Hello, thanks for admitting me to the discussion forum.
I would like to ask a question about my methodology in a study I am conducting, where I have a corpus made from reading comprehension examination questions. I have 'cleaned' the text (removing questions in the examinations that were not overtly testing expository text comprehension), converted the files from doc to UTF8 plain text, and split the files up according to the year in which the text was used and the subject. I created my corpus from these files (200 or so) and now am ready to start an analysis.
I want to see how derivational nominalisation has trended over time and whether or not the frequency of this kind of nominalisation is reflected in more general corpora (or the 'academic' sub-corpus in COCA).
To search for the nominalisations I was planning on using a selection of productive nominalising derivational suffixes (-ion, -ment, -ity, etc), then running an advanced search in the 'word' tab. I add my wildcard+suffixes to the search query list so it looks something like this:
*ty
*ties
*ance
*ances
*tion
*tions
*ence
*ences
*ency
*encies
This is only a small sample of the list I was intending to use, but as you can imagine, the list of hits I get is very large and there are a great deal of results that are not examples of derivational nominalisation (nation, cities, majority, etc).

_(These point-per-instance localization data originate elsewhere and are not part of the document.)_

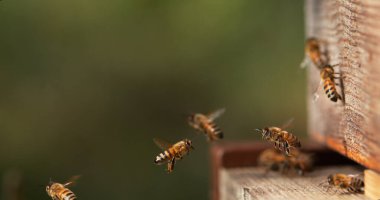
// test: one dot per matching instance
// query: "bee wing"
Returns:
(287, 124)
(217, 113)
(162, 144)
(72, 180)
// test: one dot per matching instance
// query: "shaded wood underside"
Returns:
(253, 183)
(350, 30)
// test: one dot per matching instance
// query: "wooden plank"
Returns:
(372, 182)
(227, 155)
(351, 32)
(253, 183)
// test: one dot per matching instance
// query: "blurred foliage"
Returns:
(86, 84)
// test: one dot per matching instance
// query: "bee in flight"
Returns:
(313, 53)
(58, 191)
(172, 152)
(349, 182)
(205, 124)
(329, 86)
(274, 160)
(281, 139)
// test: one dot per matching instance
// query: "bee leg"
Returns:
(171, 165)
(305, 63)
(315, 93)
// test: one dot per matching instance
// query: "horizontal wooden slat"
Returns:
(350, 31)
(229, 155)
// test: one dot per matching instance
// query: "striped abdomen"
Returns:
(65, 194)
(291, 139)
(356, 185)
(330, 89)
(212, 130)
(164, 157)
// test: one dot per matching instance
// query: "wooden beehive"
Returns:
(350, 31)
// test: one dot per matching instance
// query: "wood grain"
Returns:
(372, 182)
(253, 183)
(229, 155)
(350, 30)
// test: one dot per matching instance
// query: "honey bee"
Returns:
(300, 162)
(282, 140)
(172, 152)
(329, 86)
(58, 191)
(274, 160)
(205, 124)
(313, 53)
(351, 183)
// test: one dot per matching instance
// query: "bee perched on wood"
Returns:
(301, 162)
(205, 124)
(313, 53)
(282, 140)
(58, 191)
(274, 160)
(329, 86)
(172, 152)
(351, 183)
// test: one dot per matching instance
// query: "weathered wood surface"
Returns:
(350, 30)
(253, 183)
(228, 155)
(372, 184)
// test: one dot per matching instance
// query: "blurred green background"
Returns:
(86, 84)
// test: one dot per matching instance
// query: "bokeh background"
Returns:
(86, 84)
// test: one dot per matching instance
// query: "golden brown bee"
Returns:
(205, 124)
(282, 140)
(58, 191)
(329, 86)
(313, 53)
(301, 162)
(274, 160)
(172, 152)
(352, 183)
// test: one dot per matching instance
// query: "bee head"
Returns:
(48, 189)
(190, 118)
(189, 144)
(327, 71)
(330, 179)
(261, 131)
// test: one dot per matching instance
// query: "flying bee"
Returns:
(329, 86)
(282, 140)
(58, 191)
(349, 182)
(301, 162)
(274, 160)
(313, 53)
(205, 124)
(172, 152)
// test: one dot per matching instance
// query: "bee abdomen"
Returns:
(330, 90)
(67, 195)
(217, 131)
(162, 157)
(356, 185)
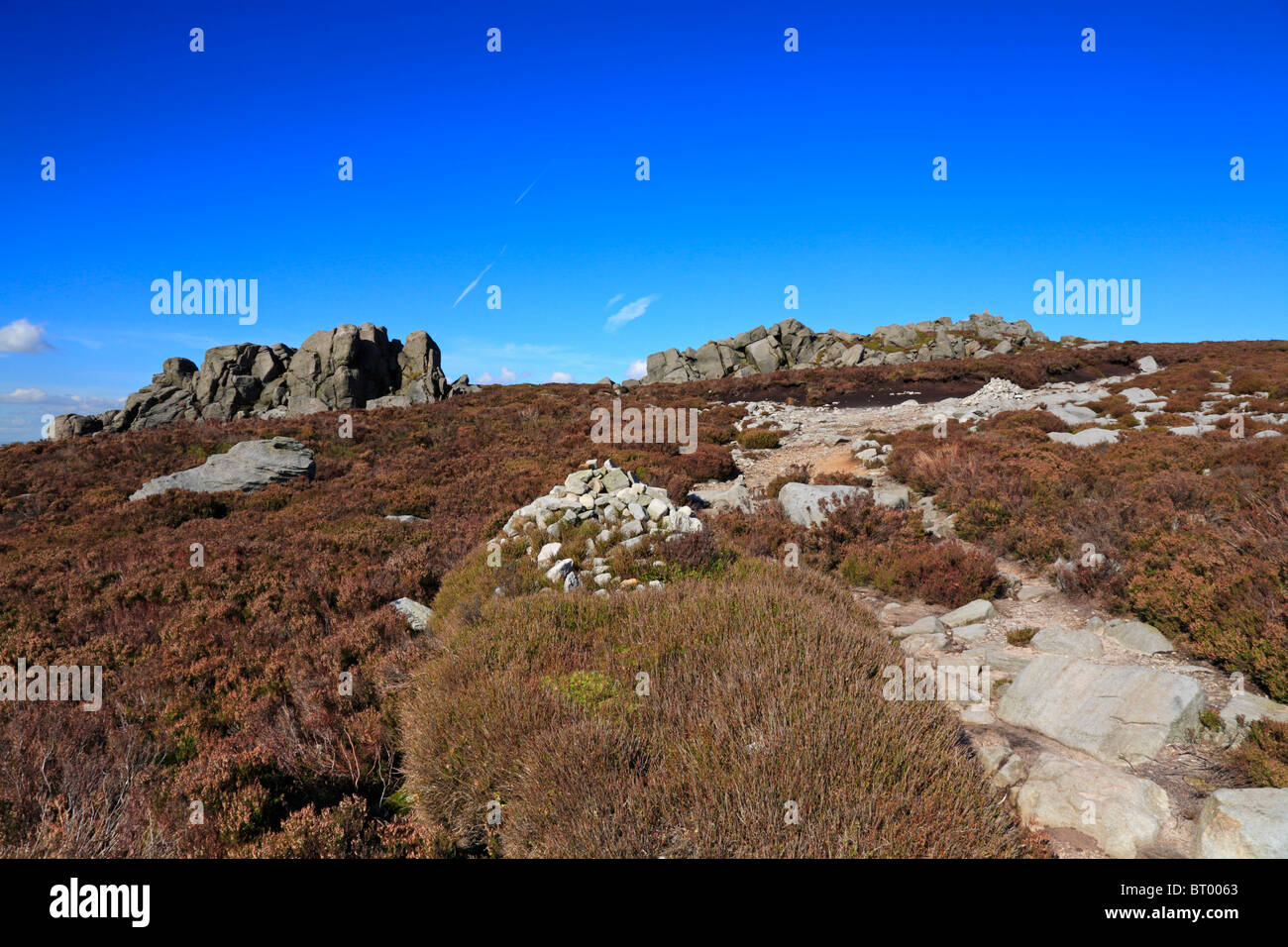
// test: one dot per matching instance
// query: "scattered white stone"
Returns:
(970, 613)
(1091, 437)
(417, 616)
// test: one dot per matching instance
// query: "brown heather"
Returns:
(1196, 530)
(220, 684)
(765, 686)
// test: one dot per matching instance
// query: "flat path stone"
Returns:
(1056, 639)
(1113, 712)
(803, 502)
(1244, 823)
(248, 466)
(1121, 812)
(970, 613)
(1138, 637)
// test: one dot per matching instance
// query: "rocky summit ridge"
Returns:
(791, 344)
(342, 368)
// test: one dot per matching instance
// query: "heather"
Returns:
(764, 689)
(1193, 528)
(222, 684)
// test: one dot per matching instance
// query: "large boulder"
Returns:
(724, 496)
(1117, 714)
(343, 368)
(1121, 812)
(804, 504)
(794, 344)
(248, 466)
(1244, 823)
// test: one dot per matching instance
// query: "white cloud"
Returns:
(90, 403)
(467, 290)
(21, 335)
(24, 395)
(631, 311)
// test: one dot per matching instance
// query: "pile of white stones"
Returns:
(995, 392)
(627, 510)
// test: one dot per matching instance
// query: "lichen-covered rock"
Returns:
(343, 368)
(248, 466)
(1244, 823)
(791, 344)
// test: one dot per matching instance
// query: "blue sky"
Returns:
(767, 169)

I am very much a novice with corpora and Antconc and there might be a neater way to go about this. I was considering running my data through the CLAWS tagging facility, so that I could at least limit my search to return nouns only (although many of these would, still, not be the right 'kind' of noun). Is this feasible? Alternatively I could order the results by frequency and go through them one by one until I have a set of, say, 50 derived nouns. This would allow me to confirm which suffixes are most productive and would give me a word list that I could then use against a reference corpus. The larger the list of derived nominalisations I can generate, the more valid I think any conclusions I could draw from my analysis, but I don't have all that much time to pick my way through it all.
I am not even sure if looking for the most frequent nominalisations is the right way for me go anyway, because these tokens are more likely to be familiar to second language learners and I am interested in how nominalisations in academic texts make comprehension more challenging.
Sorry for the long post and thanks for reading. If anyone has any suggestions or tips for me, I would really appreciate it.
James